Какие-то изменения Строд мог внести по совету редакционных работников, но некоторые – и по собственной инициативе. Ему хотелось быть настоящим писателем, а «В якутской тайге» – это все же не совсем проза. Он убрал часть приведенных в первом издании документов, поработал над стилем, местами проредил нагромождение замедляющих действие деталей. Разрослись диалоги, беллетрист оттеснил на задний план историка и мемуариста. Это пошло на пользу книге, она стала занимательнее и проще, но отчасти утратила первоначальную тяжелую, суровую силу.

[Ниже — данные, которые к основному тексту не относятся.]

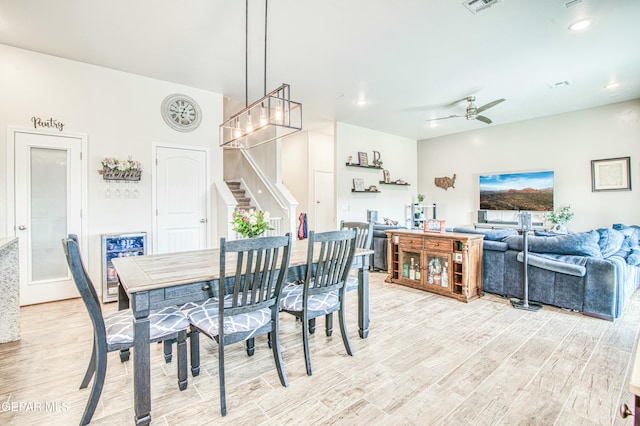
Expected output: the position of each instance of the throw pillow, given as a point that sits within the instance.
(628, 244)
(634, 257)
(610, 241)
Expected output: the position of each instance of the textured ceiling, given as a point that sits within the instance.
(411, 59)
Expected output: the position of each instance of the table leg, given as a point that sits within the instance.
(141, 359)
(123, 303)
(363, 298)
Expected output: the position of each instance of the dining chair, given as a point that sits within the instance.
(363, 241)
(114, 332)
(252, 273)
(323, 289)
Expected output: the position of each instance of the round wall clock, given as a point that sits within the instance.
(181, 112)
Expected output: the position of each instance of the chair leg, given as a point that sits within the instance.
(167, 350)
(305, 343)
(96, 389)
(223, 398)
(125, 354)
(277, 354)
(194, 346)
(91, 368)
(343, 330)
(182, 359)
(329, 324)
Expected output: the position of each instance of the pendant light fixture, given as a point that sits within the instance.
(273, 116)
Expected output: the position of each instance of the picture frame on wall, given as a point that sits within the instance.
(611, 174)
(363, 159)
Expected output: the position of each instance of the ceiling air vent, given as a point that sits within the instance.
(559, 84)
(476, 6)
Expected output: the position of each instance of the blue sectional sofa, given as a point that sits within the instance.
(593, 272)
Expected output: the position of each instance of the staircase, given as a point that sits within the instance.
(239, 194)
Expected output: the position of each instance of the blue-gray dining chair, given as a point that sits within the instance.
(250, 295)
(114, 332)
(324, 286)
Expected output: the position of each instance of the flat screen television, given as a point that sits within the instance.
(531, 191)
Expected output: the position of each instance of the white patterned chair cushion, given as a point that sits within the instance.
(292, 295)
(187, 307)
(352, 283)
(206, 319)
(163, 322)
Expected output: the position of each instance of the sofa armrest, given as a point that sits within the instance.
(567, 266)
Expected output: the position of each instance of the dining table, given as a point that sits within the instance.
(155, 281)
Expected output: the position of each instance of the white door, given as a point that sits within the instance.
(181, 188)
(48, 206)
(324, 215)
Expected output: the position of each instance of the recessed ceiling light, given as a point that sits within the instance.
(581, 24)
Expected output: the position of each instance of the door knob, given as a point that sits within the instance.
(625, 411)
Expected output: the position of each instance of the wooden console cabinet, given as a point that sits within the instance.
(449, 264)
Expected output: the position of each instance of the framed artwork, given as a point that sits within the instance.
(611, 174)
(434, 225)
(363, 159)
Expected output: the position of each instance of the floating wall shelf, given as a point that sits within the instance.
(363, 167)
(393, 183)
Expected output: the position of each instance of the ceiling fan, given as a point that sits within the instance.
(472, 111)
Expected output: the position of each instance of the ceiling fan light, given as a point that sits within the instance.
(581, 24)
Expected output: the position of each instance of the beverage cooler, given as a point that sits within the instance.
(118, 245)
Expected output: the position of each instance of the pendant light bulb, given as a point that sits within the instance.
(237, 132)
(249, 123)
(263, 115)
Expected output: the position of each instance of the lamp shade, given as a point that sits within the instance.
(271, 117)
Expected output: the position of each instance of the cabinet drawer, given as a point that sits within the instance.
(406, 241)
(438, 244)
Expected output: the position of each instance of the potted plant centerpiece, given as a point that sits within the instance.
(251, 223)
(559, 218)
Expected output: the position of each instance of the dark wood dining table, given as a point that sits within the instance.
(154, 281)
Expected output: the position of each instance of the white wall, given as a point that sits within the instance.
(564, 143)
(398, 155)
(119, 112)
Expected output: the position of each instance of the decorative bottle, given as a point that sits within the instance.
(445, 275)
(412, 270)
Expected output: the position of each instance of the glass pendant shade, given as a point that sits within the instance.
(271, 117)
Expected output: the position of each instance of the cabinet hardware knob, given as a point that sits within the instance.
(625, 411)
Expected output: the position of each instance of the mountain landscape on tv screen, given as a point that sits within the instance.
(517, 191)
(529, 199)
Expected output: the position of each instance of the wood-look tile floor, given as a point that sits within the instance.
(428, 360)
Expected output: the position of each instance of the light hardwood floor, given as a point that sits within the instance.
(428, 360)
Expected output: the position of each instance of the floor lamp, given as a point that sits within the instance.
(524, 222)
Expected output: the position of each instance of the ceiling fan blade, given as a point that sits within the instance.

Незадолго перед тем Строд впервые после пятилетнего перерыва побывал в Якутии, а по возвращении в Москву издал брошюру об этой поездке. Его приглашали на торжества в честь десятилетней годовщины образования ЯАССР. Там он заседал в президиумах, посетил «кряжевую биржу», выступал перед пионерами, рабселькорами, колхозниками, по осоавиахимовской привычке предупреждая слушателей о «важности усиления боевой и политической подготовки в армии, авиации и флоте в связи с нарастающей угрозой со стороны империалистических держав». Увидев «свежие приношения жертвенному дереву над спуском в долину Лены», Строд разразился гневной тирадой о «живучести пережитков суеверия, поддерживаемого мракобесами шаманской религии». Раньше за ним такого не водилось.